Les Mousquetaires ont un problème d'image. Eux-mêmes le reconnaissent. Alors, ils vont mettre 200 millions d'euros sur la table pour redonner un coup de jeune à leurs magasins et surtout pour changer le nom de leurs multiples enseignes, en premier lieu Intermarché, Ecomarché et Netto. En Bretagne, l'enjeu est encore plus lourd qu'ailleurs : les Mousquetaires représentent 23 % de la surface commerciale des hypers, supermarchés et hard-discount et même 32 % des seuls supermarchés.
Tous ces changements devraient intervenir dès 2009. Mais les nouveaux noms des enseignes alimentaires ne seront connus qu'en janvier. L'objectif d'Eric Mozas, président du groupement : une hausse de 23 % du chiffre d'affaires des trois enseignes alimentaires, pour passer de 24,4 milliards d'euros en 2007 à 30 milliards en 2011.
Un parc vieillissant
En 39 ans, le groupement , fondé en Bretagne par Jean-Pierre Le Roch, ex-bras droit d'Edouard Leclerc, s ' est progressivement étoffé, avec la création d ' Ecomarché et Netto, les enseignes de vêtements Vêti, de bricolage Bricomarché, de restauration Restaumarché et automobile Roady. Mais le parc a vieilli et offre un « déficit de modernité » , reconnaît François Gazuit, directeur général d ' Intermarché alimentaire.

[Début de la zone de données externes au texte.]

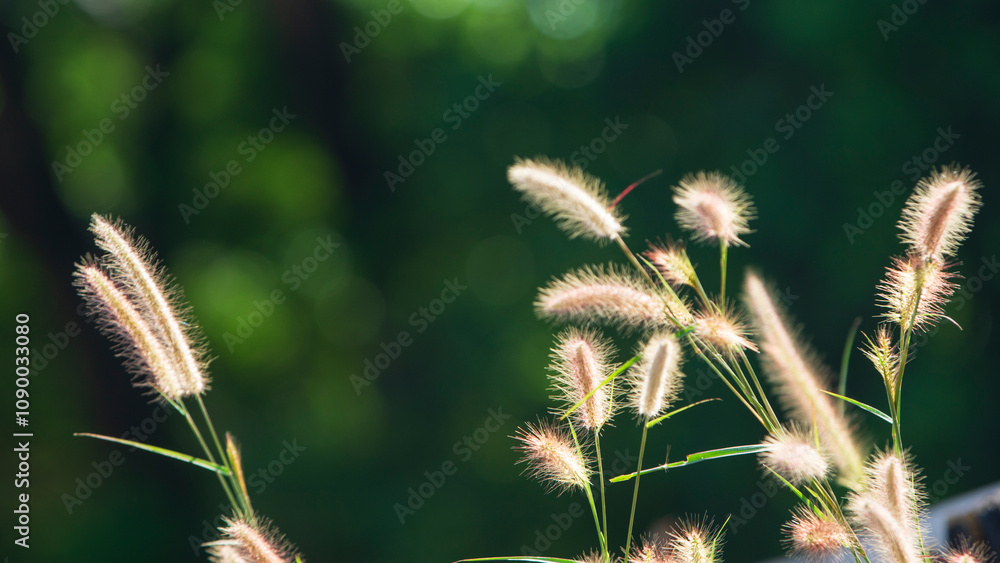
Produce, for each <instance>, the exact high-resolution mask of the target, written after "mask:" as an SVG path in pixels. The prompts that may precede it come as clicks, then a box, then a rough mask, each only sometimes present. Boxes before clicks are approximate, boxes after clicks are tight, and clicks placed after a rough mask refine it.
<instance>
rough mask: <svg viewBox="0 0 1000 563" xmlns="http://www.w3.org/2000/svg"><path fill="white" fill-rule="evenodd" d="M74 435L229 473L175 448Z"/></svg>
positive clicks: (112, 438) (79, 434)
mask: <svg viewBox="0 0 1000 563" xmlns="http://www.w3.org/2000/svg"><path fill="white" fill-rule="evenodd" d="M73 435H74V436H86V437H88V438H97V439H98V440H104V441H107V442H115V443H116V444H124V445H126V446H131V447H133V448H138V449H140V450H146V451H147V452H152V453H154V454H160V455H162V456H163V457H169V458H173V459H179V460H180V461H186V462H188V463H190V464H192V465H195V466H197V467H201V468H202V469H208V470H209V471H214V472H215V473H218V474H219V475H226V476H228V475H229V470H228V469H226V468H225V467H223V466H221V465H219V464H217V463H212V462H211V461H208V460H205V459H201V458H200V457H195V456H193V455H188V454H182V453H180V452H175V451H173V450H168V449H166V448H158V447H156V446H150V445H148V444H143V443H141V442H133V441H132V440H122V439H121V438H112V437H111V436H102V435H101V434H89V433H86V432H78V433H75V434H73Z"/></svg>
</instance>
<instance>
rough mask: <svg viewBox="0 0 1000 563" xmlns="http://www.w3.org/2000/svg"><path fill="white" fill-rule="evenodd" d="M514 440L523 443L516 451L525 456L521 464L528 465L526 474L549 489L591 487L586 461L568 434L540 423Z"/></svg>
mask: <svg viewBox="0 0 1000 563" xmlns="http://www.w3.org/2000/svg"><path fill="white" fill-rule="evenodd" d="M515 437H516V438H517V439H518V440H519V441H520V444H518V445H517V449H518V450H520V451H521V452H522V453H523V454H524V457H523V458H521V460H520V461H519V462H518V463H525V464H527V468H526V469H525V471H526V472H528V473H529V474H530V475H531V476H532V477H534V478H536V479H538V480H539V481H541V482H542V483H543V484H544V485H545V486H546V487H547V488H548V489H549V490H555V491H559V492H564V491H567V490H569V489H573V488H580V489H586V488H587V487H589V486H590V469H589V468H588V467H587V461H586V459H584V457H583V455H582V454H581V453H580V452H579V451H578V450H577V448H576V445H575V444H574V443H573V438H572V437H570V435H569V433H567V432H565V431H563V430H559V429H557V428H555V427H554V426H552V425H551V424H549V423H545V422H540V423H539V424H537V425H534V426H533V425H531V424H528V425H526V427H525V428H523V429H519V430H518V434H517V436H515Z"/></svg>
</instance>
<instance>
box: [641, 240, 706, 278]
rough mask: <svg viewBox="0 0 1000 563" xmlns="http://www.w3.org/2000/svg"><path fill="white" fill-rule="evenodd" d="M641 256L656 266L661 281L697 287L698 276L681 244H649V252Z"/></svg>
mask: <svg viewBox="0 0 1000 563" xmlns="http://www.w3.org/2000/svg"><path fill="white" fill-rule="evenodd" d="M643 254H644V255H645V256H646V258H648V259H649V261H650V262H651V263H652V264H653V265H654V266H656V270H657V271H658V272H660V275H661V276H663V280H664V281H666V282H667V283H669V284H670V285H673V286H681V285H686V286H689V287H696V286H697V285H698V275H697V273H696V272H695V271H694V264H692V263H691V259H690V258H689V257H688V255H687V250H685V248H684V245H683V244H682V243H679V242H667V243H662V244H650V245H649V250H647V251H646V252H644V253H643Z"/></svg>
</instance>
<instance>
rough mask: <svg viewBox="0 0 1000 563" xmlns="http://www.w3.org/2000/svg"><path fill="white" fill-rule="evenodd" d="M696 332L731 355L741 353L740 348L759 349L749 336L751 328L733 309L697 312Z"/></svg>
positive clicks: (749, 349)
mask: <svg viewBox="0 0 1000 563" xmlns="http://www.w3.org/2000/svg"><path fill="white" fill-rule="evenodd" d="M694 332H695V334H697V335H698V337H699V338H701V339H702V340H704V341H705V342H707V343H709V344H711V345H712V346H713V347H714V348H715V349H716V350H717V351H719V352H720V353H722V354H726V355H728V356H730V357H732V356H735V355H737V354H739V352H740V350H750V351H753V352H756V351H757V345H756V344H754V343H753V342H752V341H751V340H750V339H749V338H748V337H747V335H748V332H749V329H748V328H747V326H746V325H745V324H743V322H742V321H741V320H740V318H739V317H738V315H737V314H736V311H735V310H733V309H728V310H726V311H718V310H712V311H709V312H704V313H696V314H695V315H694Z"/></svg>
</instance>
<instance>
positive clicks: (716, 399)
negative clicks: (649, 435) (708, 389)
mask: <svg viewBox="0 0 1000 563" xmlns="http://www.w3.org/2000/svg"><path fill="white" fill-rule="evenodd" d="M721 400H722V399H720V398H718V397H712V398H710V399H703V400H701V401H698V402H697V403H691V404H690V405H684V406H683V407H681V408H679V409H674V410H672V411H670V412H668V413H667V414H665V415H663V416H661V417H659V418H654V419H653V420H650V421H649V422H647V423H646V428H652V427H653V426H656V425H657V424H659V423H661V422H663V421H664V420H666V419H668V418H670V417H672V416H674V415H675V414H680V413H681V412H684V411H686V410H688V409H689V408H691V407H696V406H698V405H700V404H702V403H708V402H711V401H721Z"/></svg>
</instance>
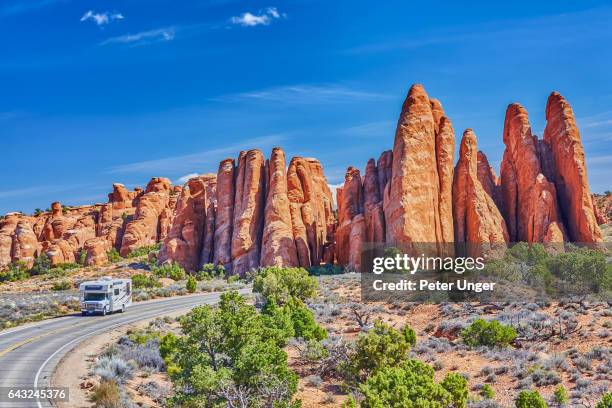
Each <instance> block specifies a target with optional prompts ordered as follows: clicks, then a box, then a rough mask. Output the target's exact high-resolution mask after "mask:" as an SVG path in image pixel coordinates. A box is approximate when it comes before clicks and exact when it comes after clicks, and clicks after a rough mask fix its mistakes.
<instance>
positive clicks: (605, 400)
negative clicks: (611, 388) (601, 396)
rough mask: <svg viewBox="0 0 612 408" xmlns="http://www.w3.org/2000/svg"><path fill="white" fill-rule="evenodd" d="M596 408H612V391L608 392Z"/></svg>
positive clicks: (600, 401)
mask: <svg viewBox="0 0 612 408" xmlns="http://www.w3.org/2000/svg"><path fill="white" fill-rule="evenodd" d="M595 408H612V392H608V393H606V394H605V395H604V396H603V398H602V399H601V401H599V402H598V403H597V406H596V407H595Z"/></svg>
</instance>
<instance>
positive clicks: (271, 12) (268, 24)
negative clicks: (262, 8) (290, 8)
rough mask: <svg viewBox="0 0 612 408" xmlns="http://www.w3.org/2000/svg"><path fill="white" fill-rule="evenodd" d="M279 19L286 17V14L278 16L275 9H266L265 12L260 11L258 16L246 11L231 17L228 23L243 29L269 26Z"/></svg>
mask: <svg viewBox="0 0 612 408" xmlns="http://www.w3.org/2000/svg"><path fill="white" fill-rule="evenodd" d="M281 17H286V14H284V13H283V14H280V13H279V12H278V10H277V9H276V7H268V8H267V9H266V10H264V11H260V12H259V14H252V13H250V12H248V11H247V12H246V13H242V14H241V15H239V16H235V17H232V18H231V19H230V21H231V23H232V24H238V25H241V26H243V27H254V26H258V25H269V24H270V23H271V22H272V20H274V19H278V18H281Z"/></svg>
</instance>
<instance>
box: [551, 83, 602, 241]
mask: <svg viewBox="0 0 612 408" xmlns="http://www.w3.org/2000/svg"><path fill="white" fill-rule="evenodd" d="M544 142H545V143H547V144H548V146H549V147H550V151H551V153H552V161H553V162H554V165H553V167H554V171H555V173H554V178H553V180H552V181H554V183H555V185H556V187H557V193H558V195H559V198H560V199H559V202H560V204H561V211H562V212H563V215H564V217H565V220H566V224H567V230H568V234H569V236H570V239H571V240H572V241H574V242H584V243H593V242H600V241H601V240H602V238H601V231H600V229H599V226H598V225H597V220H596V217H595V213H594V210H593V200H592V198H591V192H590V189H589V184H588V179H587V170H586V163H585V158H584V148H583V146H582V140H581V138H580V132H579V131H578V127H577V126H576V121H575V119H574V112H573V111H572V108H571V107H570V105H569V104H568V103H567V101H566V100H565V99H564V98H563V97H562V96H561V95H560V94H559V93H557V92H553V93H552V94H551V95H550V97H549V98H548V102H547V104H546V129H545V130H544Z"/></svg>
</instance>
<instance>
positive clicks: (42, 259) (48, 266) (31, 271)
mask: <svg viewBox="0 0 612 408" xmlns="http://www.w3.org/2000/svg"><path fill="white" fill-rule="evenodd" d="M49 269H51V260H50V259H49V257H48V256H47V254H45V253H44V252H43V253H42V254H40V255H39V256H37V257H36V259H34V265H33V266H32V267H31V268H30V270H29V271H28V272H29V273H30V275H32V276H34V275H45V274H47V273H49Z"/></svg>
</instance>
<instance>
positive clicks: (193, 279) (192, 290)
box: [186, 275, 198, 293]
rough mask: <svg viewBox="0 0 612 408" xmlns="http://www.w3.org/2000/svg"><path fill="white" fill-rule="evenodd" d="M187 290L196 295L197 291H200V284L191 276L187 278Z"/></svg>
mask: <svg viewBox="0 0 612 408" xmlns="http://www.w3.org/2000/svg"><path fill="white" fill-rule="evenodd" d="M186 288H187V291H188V292H189V293H195V291H196V290H197V289H198V283H197V282H196V280H195V278H194V277H193V276H191V275H189V277H188V278H187V284H186Z"/></svg>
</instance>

Les Mousquetaires prévoient d ' accélérer la rénovation du parc Intermarché et Ecomarché, entamée en 2004 pour le premier et en 2006 pour le second. Ces magasins rénovés enregistrent déjà des hausses de chiffre d'affaires de 8 à 14 %.
Eviter l'échec de Vêti
Autres axes de développement : le lancement de nouveaux services dès la fin 2008, notamment des services à la personne ; le développement du drive (les clients commandent sur internet mais récupèrent leurs courses au magasin) ; le doublement du nombre de Netto grâce à la suppression de demande d'autorisation pour les surfaces de 300 à 1.000 m².
Pour se relancer, les Mousquetaires n'ont pas le droit à l'erreur. Ils devront tirer les leçons d'un échec : le changement de Vêtimarché, devenu Vêti en 2006. Le groupement envisageait d ' accroître les ventes de Vêti de 15 % dès 2006, mais elles ont au contraire reculé, de 2,6 %, puis de 3,3 % en 2007.